In Freedom Watch, Inc. v. Google Inc., decided today by D.C. Circuit Judges Judith Rogers, Thomas Griffith, and Raymond Randolph, Freedom Watch and Loomer sued “Google, Facebook, Twitter, and Apple … alleging that they conspired to suppress conservative political views.” No, said the court (correctly, in my view):
[A.] The plaintiffs’ First Amendment claim failed because “the First Amendment ‘prohibits only governmental abridgment of speech.’” (Recall that the First Amendment says “Congress shall …” and the Fourteenth Amendment says “No state shall ….”)
Freedom Watch contends that, because the Platforms provide an important forum for speech, they are engaged in state action. But, under [the Supreme Court’s 2019 decision in Manhattan Community Access Corp. v. Halleck], “a private entity who provides a forum for speech is not transformed by that fact alone into a state actor.”
[B.] The plaintiffs’ antitrust claim failed because there was no evidence of an anticompetitive behavior by platforms:
Freedom Watch argues that we should infer an agreement [in restraint of trade] primarily from the Platforms’ parallel behavior, as each company purportedly refused to provide certain services to Freedom Watch. But, as the district court explained, parallel conduct alone cannot support a claim under the Sherman Act. Freedom Watch puts forth two additional factors that it claims suggest conspiracy: that the Platforms are pursuing a revenue-losing strategy and that they are motivated by political goals. But Freedom Watch does not explain why either factor tends to show an unlawful conspiracy, rather than lawful independent action by the different Platforms.
Freedom Watch’s [claim of monopolization] is also deficient. To state [such a claim,] … a complainant must allege that monopoly powers were acquired through “anticompetitive conduct.” The only anticompetitive conduct that Freedom Watch alleges (without supporting factual allegations) is that the Platforms conspired against it to suppress conservative content, but not that the Platforms conspired to acquire or maintain monopoly power. A [monopolization] claim requires the latter allegation.
[C.] The plaintiffs’ claim under D.C.’s public accommodation statute failed because the statute doesn’t apply to online service providers:
[T]he D.C. Human Rights Act … prohibits discrimination on the basis of political affiliation in “any place of public accommodations.” Relying on a D.C. Court of Appeals case interpreting that statute, U.S. Jaycees v. Bloomfield (D.C. 1981), the district court concluded that only physical places within the District of Columbia qualify as “places of public accommodation.” …

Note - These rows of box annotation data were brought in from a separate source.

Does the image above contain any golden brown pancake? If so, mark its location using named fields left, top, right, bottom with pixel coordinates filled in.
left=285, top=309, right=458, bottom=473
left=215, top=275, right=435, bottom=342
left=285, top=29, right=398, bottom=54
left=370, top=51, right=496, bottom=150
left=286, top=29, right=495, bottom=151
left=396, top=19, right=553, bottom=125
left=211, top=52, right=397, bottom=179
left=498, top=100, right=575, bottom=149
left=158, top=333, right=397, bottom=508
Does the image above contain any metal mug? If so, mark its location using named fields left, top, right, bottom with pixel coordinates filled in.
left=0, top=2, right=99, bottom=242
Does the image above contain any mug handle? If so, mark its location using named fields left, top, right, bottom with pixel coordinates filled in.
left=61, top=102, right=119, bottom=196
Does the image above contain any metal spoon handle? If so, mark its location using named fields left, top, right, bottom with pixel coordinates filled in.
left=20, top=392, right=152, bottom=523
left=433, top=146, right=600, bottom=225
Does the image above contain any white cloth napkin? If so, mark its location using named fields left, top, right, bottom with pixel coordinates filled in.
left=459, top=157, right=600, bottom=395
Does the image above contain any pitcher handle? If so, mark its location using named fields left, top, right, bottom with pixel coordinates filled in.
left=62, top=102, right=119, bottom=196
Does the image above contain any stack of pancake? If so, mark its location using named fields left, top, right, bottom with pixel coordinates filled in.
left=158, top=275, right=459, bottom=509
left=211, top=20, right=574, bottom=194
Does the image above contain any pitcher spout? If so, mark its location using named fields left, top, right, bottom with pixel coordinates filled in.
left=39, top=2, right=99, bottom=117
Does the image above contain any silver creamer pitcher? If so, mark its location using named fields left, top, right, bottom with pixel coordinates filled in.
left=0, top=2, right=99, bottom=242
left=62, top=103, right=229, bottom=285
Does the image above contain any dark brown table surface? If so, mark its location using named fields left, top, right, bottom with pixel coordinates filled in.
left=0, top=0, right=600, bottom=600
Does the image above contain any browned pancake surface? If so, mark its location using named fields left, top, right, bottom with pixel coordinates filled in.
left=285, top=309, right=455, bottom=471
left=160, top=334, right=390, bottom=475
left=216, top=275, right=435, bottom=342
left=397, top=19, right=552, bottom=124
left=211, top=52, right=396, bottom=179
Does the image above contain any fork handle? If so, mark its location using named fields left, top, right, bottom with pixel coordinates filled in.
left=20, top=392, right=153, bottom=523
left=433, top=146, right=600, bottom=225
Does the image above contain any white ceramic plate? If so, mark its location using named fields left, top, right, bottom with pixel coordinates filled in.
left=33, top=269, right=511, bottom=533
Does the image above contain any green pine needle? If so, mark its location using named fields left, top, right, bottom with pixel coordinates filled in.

On appeal, Freedom Watch contests the district court’s interpretation of “place of public accommodations.” It is joined by the District of Columbia, which submitted an amicus brief on this issue. The District of Columbia argues that the district court’s reliance on Jaycees is misplaced. It contends that Jaycees is not authoritative because it was a decision on a preliminary injunction rather than a final decision on the merits and that the D.C. Commission on Human Rights has interpreted the Human Rights Act to reject a physical location requirement, Pool & Geller v. Boy Scouts of America, Nos. 93-030-(PA) & 93-031-(PA) (D.C. Comm’n on Human Rights June 18, 2001).
When interpreting D.C. law, we strive “to achieve the same outcome we believe would result if the District of Columbia Court of Appeals considered this case.” The D.C. Court of Appeals in Jaycees held that “places of public accommodation” under the D.C. Human Rights Act must operate from a “particular place.” … The Pool & Geller decision does not alter this analysis because the D.C. Court of Appeals reversed the Commission’s decision, although it explicitly declined in that case to consider what qualified as a “place of public accommodation.”
I would add that the D.C. ban on discrimination based on “political affiliation” in places of public accommodations is limited to discrimination based on “belonging to or endorsing any political party.” Discrimination on mere ideological beliefs is not covered, as the D.C. Court of Appeals expressly held in Blodgett v. University Club (D.C. 2007).
I also think that 47 U.S.C. § 230 would preclude liability for service providers’ decision to block material that they view as offensive. And I think (though here matters are less firmly established) that state and D.C. public accommodations laws can’t apply to this fundamentally interstate medium, given the dormant Commerce Clause. But the court didn’t have occasion to reach those questions.